Il nous faut construire une politique fondée sur des principes clairs, car ceux­ci touchent directement aux préférences sociales et aux modes de vie de chaque société. Il est impératif de promouvoir la diversité culturelle : les biens et les services culturels ne sont pas des marchandises. La commercialisation et la libéralisation des services publics suscitent des préoccupations légitimes des citoyens et de leurs représentants. Il convient donc de chercher à maitriser la mondialisation des échanges pour assurer la cohésion économique et sociale. Nous devons exclure toute mise en cause des services publics. Leur ouverture permettrait alors une utilisation abusive de la contrainte extérieure pour imposer des réformes pas forcement souhaitées.

Nous devons agir pour défendre et promouvoir les services publics. Il faut faire reconnaître et garantir leur rôle en Suisse et leur spécificité, et leur développement doit être impérativement assuré.

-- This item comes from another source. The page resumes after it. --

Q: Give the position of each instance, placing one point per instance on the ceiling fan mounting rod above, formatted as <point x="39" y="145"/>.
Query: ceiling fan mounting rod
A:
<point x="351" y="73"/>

Pour parler clairement, si l’AGCS était accepté, cela signifierait que toute autorité locale ou nationale aurait un champ de manoeuvre très limité. Que pensez­vous d’un monde ou notre Municipalité ne pourra pas s’opposer à une station d’épuration privée sur son territoire communal, ne pourra plus subventionner les réfectoires scolaires sans qu’une firme ne lui demande compensation pour concurrence déloyale? Comment un Etat pourra­t­il penser sur le long terme sa politique d’énergie? En raison de l’opacité qui accompagne la préparation des négociations OMC, il n’est pas possible de mesurer actuellement toute l’étendue des conséquences de l’accord général envisage; en revanche, il est déjà certain que, sauf disposition contraire de leur part, les états participant à la conférence (dont la Suisse) et leurs divisions territoriales (régions, provinces, cantons, communes) seront tenus par les impératifs qui seraient imposés par l’AGCS.

 

Par ces motifs, le groupe POP et Gauche en mouvement demande par voie de motion:

que Lausanne soit déclarée ≪Ville hors zone AGCS≫ en ce sens que ≪Lausanne est et restera opposée à toute disposition de l’AGCS qui l’obligerait (directement ou indirectement) à libéraliser des services publics communaux qu’elle considère devoir rester dans le domaine public≫;

que Lausanne demande a la Confédération ainsi qu’aux Cantons et Communes de s’opposer a toute disposition de ce type;

que Lausanne demande a la Confédération de proposer un moratoire aux négociations actuelles;

que Lausanne demande la diffusion publique des propositions précises d’accord général des services en discussion à l’OMC de manière à bien informer le public afin d’ouvrir un large débat qui permettra à nos élus fédéraux, cantonaux et communaux de jouer leur rôle;

que Lausanne se déclare solidaire des autres villes et communes qui se sont affirmées ≪zones non AGCS≫, telles Paris, Vienne, Oxford, Vancouver, Toronto, Québec, Melbourne, ainsi que les quelque 350 villes françaises, la cinquantaine de villes américaines, parmi d’autres. Des milliers d’associations, d’ONG sont engagées dans cette campagne, ainsi que des millions d’hommes et de femmes, sur toute la planète.

 

[1]BCC 2004­2005, Tome II, pp. 60­61

 

[2] http://www.lausanne.ch/lausanne­officielle/marches­publics/omc­prise­de­position­agcs.html

 

[3]Jennar, R. M. (2014) « Cinquante Etat négocient en secret la libéralisation des services ». Le Monde

 

Diplomatique, Septembre 2014.

 

[4]Bréville, B. & Bulard, M. (2014) « Des Tribunaux pour détrousser les Etats ». Le Monde Diplomatique,

 

[5]Un peu plus haut, le Conseil Fédéral précisait que « Le rochet signifie qu’une partie contractante ne

 

peut pas revenir sur des réductions ultérieures concernant le traitement national, à moins que sa liste

 

d’engagements ne contienne des réserves spécifiques à cet égard ».

 

[6] c.f. interpellation de Gaillard Benoît et crts ­ Libéralisation totale du marché de l’électricité : les services

 

publics grands perdants ?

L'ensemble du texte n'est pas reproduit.